Execution of SQL scripts
This topic explains why, when and how Ventura SQL Studio executes the SQL scripts in the recordset definitions.
Why does Ventura SQL Studio need to execute the SQL scripts?
This is necessary for collecting resultset information. Ventura needs to know column names, data types and other properties for the resultset(s) produced by an SQL script.
In some special situation you might want to prevent Ventura SQL Studio from executing parts of the script. You can prevent execution of SQL statements during code-generation time using the @DesignMode parameter.
When is SQL script executed?
- When recordset C# code is generated;
- When you click [Collect] to refresh the "resultset definitions" and "updateable table" lists;
- When you click [Run query];
- When you click [Preview recordset code];
- When you click [Raw schema];
- When you run "Auto Create recordsets".
SQL statements that modify the database
A simple SELECT * FROM statement does not modify the database.
SQL statements that modify the database are for example: INSERT, UPDATE, DELETE. A stored procedure, run by the EXEC keyword might also modify the database.

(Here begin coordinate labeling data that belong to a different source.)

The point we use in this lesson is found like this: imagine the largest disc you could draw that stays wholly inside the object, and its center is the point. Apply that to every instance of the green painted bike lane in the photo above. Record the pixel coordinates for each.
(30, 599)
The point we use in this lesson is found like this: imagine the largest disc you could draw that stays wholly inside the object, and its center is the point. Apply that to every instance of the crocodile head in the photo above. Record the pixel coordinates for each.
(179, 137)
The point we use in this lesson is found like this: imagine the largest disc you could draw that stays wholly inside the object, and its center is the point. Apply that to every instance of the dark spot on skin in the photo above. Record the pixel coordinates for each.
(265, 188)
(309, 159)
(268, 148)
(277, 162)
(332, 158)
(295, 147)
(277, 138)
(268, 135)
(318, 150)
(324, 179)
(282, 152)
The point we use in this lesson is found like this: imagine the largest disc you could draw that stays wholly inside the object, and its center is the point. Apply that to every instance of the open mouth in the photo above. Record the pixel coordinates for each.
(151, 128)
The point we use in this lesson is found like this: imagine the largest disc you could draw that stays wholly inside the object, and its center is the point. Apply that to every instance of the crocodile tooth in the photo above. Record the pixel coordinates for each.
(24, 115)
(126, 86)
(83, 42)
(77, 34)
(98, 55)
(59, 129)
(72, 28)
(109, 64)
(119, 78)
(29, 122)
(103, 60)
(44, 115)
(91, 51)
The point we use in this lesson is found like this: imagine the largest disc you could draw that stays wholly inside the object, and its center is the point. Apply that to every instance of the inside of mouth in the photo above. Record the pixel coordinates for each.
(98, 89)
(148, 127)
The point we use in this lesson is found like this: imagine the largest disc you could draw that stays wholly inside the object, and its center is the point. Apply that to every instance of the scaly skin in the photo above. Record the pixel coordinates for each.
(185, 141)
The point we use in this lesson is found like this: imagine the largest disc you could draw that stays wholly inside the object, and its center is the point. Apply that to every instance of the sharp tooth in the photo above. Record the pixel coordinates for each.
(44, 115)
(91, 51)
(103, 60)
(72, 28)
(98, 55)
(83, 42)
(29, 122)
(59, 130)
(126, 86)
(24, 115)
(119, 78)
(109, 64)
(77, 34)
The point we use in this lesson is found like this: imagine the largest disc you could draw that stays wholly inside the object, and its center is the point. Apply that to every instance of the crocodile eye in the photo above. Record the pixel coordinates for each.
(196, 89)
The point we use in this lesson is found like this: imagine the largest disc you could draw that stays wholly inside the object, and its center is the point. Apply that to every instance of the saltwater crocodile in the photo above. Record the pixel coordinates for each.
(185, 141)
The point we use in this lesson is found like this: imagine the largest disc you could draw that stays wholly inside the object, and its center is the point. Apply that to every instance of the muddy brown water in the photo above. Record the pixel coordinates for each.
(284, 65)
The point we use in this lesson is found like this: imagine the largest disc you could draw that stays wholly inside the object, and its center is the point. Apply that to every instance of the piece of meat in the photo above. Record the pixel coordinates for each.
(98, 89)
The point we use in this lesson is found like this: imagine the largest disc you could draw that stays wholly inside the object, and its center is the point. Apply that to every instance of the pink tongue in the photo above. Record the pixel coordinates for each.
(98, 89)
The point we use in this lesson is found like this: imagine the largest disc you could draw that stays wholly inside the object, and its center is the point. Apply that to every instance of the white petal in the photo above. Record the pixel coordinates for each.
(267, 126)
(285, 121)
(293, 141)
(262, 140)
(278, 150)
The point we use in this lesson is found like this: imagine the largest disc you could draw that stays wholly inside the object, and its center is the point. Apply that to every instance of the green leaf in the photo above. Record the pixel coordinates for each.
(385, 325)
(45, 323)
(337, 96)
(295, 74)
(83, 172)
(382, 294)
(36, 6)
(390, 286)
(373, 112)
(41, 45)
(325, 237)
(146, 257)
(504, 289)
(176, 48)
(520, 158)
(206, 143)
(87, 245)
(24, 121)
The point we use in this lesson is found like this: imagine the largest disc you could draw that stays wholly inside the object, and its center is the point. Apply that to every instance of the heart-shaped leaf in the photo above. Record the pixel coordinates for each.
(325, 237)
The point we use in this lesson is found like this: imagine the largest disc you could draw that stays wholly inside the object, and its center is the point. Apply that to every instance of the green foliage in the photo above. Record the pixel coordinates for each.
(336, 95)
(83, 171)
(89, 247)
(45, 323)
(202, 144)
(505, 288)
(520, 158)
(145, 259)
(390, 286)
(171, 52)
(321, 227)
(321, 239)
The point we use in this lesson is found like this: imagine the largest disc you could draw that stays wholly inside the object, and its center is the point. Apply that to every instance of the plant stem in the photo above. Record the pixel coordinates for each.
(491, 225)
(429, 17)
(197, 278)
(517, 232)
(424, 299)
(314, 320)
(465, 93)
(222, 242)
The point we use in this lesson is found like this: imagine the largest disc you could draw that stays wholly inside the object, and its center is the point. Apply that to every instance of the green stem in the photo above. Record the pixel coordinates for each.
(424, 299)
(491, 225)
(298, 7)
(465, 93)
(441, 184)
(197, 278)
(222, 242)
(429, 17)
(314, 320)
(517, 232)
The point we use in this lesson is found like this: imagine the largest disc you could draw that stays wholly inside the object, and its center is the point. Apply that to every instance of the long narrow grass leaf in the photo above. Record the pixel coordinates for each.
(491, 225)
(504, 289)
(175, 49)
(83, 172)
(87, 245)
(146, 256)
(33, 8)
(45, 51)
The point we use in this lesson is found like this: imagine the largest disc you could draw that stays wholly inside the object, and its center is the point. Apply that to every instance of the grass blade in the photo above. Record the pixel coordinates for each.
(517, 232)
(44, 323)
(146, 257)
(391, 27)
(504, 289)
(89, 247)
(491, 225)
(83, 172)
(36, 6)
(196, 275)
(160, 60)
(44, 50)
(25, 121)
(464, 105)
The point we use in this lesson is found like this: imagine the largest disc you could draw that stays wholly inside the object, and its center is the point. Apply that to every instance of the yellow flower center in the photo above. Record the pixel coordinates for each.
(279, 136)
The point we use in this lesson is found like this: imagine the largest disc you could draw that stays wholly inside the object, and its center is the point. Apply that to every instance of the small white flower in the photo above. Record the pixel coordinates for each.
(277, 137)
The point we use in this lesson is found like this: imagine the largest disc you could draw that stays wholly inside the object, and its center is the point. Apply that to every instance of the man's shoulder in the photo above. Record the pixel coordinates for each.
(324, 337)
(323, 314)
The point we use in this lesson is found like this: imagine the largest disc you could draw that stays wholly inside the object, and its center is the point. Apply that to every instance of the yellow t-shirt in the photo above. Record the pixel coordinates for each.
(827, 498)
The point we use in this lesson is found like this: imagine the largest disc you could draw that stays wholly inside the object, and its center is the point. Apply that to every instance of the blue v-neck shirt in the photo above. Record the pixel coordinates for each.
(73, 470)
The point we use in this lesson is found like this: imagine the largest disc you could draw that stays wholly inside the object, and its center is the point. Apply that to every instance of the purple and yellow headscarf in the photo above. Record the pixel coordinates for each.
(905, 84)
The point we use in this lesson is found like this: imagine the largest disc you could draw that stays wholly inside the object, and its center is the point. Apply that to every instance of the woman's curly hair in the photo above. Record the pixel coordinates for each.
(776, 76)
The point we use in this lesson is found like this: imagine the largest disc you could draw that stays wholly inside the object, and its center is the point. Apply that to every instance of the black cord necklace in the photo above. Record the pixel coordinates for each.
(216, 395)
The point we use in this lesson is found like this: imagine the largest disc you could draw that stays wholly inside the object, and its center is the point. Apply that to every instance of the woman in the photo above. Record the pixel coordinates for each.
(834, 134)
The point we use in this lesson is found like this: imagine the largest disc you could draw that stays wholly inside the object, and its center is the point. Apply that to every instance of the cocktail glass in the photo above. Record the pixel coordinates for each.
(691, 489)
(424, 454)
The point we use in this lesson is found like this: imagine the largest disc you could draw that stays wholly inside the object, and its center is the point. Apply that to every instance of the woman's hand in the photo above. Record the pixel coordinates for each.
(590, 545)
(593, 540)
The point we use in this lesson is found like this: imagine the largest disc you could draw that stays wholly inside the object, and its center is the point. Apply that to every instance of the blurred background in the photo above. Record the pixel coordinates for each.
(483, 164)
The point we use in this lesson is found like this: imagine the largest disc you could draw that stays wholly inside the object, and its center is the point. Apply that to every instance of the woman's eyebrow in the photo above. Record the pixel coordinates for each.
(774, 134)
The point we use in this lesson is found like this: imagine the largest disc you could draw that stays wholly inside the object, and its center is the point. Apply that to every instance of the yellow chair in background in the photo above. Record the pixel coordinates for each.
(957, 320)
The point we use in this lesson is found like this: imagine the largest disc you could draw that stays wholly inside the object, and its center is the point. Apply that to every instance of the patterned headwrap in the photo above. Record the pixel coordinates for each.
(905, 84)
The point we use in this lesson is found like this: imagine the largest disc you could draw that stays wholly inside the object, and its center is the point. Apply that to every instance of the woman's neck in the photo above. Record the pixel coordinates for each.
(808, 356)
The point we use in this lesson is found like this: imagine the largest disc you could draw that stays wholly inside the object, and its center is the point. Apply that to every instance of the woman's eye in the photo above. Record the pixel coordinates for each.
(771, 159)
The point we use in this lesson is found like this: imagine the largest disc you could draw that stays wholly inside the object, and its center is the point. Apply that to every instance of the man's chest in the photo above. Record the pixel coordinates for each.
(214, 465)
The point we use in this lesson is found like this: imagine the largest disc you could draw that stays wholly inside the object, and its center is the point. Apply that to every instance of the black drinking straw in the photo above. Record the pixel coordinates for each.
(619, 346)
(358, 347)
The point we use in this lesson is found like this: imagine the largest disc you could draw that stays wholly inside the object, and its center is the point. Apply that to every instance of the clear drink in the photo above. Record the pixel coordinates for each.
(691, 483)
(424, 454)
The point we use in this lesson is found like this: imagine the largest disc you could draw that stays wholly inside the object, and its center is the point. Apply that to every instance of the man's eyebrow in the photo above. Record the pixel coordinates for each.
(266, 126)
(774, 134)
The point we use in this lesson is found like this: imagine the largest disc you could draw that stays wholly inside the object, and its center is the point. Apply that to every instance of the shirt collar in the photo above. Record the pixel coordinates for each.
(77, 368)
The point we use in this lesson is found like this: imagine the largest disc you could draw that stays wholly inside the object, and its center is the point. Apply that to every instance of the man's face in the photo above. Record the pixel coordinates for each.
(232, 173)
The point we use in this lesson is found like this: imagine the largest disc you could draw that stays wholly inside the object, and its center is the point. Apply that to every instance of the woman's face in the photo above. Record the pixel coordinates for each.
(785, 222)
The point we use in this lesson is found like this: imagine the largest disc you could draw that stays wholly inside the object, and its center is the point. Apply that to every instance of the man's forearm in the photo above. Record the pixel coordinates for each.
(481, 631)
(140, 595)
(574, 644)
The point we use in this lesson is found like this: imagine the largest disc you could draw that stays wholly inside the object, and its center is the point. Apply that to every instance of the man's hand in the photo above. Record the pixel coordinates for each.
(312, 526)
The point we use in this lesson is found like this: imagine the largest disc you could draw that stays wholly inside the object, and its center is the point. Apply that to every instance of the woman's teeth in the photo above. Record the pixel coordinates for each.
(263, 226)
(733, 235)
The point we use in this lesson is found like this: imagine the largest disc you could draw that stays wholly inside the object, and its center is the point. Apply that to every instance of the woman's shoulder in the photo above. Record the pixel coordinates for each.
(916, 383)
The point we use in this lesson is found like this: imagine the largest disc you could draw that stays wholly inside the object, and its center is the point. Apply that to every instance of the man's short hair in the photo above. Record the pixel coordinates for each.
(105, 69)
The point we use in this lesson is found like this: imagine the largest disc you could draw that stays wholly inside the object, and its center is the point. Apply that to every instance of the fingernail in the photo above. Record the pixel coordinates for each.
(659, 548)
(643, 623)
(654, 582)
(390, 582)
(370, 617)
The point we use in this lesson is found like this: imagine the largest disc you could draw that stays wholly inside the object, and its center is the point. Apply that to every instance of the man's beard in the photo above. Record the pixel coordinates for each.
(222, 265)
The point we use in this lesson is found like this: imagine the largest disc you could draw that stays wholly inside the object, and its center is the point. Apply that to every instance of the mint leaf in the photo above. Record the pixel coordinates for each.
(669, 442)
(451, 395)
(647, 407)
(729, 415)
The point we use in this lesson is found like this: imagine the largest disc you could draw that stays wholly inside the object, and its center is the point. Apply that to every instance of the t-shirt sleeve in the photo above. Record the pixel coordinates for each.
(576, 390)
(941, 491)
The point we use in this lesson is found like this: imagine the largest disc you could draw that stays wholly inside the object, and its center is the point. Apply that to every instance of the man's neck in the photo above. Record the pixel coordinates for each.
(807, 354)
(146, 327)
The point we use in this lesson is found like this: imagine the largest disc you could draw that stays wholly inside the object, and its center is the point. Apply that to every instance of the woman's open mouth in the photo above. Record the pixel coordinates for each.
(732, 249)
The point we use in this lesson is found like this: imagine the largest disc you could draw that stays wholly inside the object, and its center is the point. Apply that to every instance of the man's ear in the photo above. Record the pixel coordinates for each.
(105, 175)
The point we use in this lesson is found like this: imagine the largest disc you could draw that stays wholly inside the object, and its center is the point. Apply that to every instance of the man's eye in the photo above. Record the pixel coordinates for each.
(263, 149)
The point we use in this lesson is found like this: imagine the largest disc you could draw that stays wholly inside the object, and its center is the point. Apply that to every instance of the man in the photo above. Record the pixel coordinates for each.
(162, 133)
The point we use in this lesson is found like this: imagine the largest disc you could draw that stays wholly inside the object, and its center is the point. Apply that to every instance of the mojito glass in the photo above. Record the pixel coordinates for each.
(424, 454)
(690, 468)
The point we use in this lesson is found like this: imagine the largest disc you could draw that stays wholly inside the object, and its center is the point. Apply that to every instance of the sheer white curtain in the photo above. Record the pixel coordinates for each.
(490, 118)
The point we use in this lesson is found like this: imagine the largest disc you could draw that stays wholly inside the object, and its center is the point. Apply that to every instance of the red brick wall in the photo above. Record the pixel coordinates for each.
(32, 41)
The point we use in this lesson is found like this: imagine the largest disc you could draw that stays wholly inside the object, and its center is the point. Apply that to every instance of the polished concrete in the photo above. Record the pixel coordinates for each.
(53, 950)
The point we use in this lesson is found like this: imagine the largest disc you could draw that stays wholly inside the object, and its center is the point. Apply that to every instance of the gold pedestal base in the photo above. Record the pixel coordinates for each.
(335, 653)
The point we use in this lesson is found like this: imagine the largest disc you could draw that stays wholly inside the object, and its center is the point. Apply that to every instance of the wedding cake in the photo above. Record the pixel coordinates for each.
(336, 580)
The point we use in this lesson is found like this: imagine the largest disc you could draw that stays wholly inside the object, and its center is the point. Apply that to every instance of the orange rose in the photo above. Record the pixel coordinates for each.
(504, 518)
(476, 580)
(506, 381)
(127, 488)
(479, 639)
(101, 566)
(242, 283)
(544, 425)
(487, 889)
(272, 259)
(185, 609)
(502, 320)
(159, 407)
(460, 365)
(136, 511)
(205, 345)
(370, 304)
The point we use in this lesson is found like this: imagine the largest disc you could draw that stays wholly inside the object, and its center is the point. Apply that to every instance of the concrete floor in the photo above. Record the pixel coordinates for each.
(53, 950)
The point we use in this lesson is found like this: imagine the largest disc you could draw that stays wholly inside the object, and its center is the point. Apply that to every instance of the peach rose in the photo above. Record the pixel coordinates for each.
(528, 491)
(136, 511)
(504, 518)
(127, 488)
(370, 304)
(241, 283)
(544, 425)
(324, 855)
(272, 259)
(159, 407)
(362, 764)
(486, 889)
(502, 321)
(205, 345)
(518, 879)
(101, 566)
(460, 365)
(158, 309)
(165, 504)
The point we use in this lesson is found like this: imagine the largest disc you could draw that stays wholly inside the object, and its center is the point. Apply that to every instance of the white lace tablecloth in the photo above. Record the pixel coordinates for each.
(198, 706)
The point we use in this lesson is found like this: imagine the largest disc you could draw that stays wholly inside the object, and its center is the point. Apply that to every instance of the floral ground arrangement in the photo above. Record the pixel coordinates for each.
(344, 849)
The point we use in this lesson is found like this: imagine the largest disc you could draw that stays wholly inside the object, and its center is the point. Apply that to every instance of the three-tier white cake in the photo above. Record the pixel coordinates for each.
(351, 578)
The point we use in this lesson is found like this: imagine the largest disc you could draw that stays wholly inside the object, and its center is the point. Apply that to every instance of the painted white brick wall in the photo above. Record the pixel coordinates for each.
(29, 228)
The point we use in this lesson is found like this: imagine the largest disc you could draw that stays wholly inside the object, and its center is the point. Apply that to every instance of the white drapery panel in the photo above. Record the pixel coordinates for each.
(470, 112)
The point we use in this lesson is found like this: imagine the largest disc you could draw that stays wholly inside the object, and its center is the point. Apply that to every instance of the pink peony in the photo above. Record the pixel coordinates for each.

Ventura SQL Studio executes SQL scripts in a database transaction, and that transaction is rolled back. Unfortunately the use of transactions can not totally prevent changes to the database. The identity seed of an identity (auto increment) column does not revert to the original value when a transaction is rolled back. This means that the identity value keeps going up, and gaps in the numbering will be created.
If the SQL script contains data-modifying statements and you absolutely want to prevent Ventura SQL Studio from modifying the production database, then it is absolutely necessary to use a backup of the production database for code generation.
With the @DesignMode parameter you can prevent parts of the SQL script from being executed by Ventura SQL Studio.
The resultsets returned by ADO.NET must be constant: The SQL script must always produce the same number of resultsets with exactly the same columns.
There can not be any difference in the resultsets (and columns) produced by the SQL script at different moments.
The resultset output at code generation time must exactly match the output at runtime.
This is an example of an illegal SQL script:
IF <condition> THEN
SELECT * FROM CUSTOMERS
See Careful with Control-of-Flow keywords for more information and examples.
Should resultset output be inconsistent, runtime errors will occur.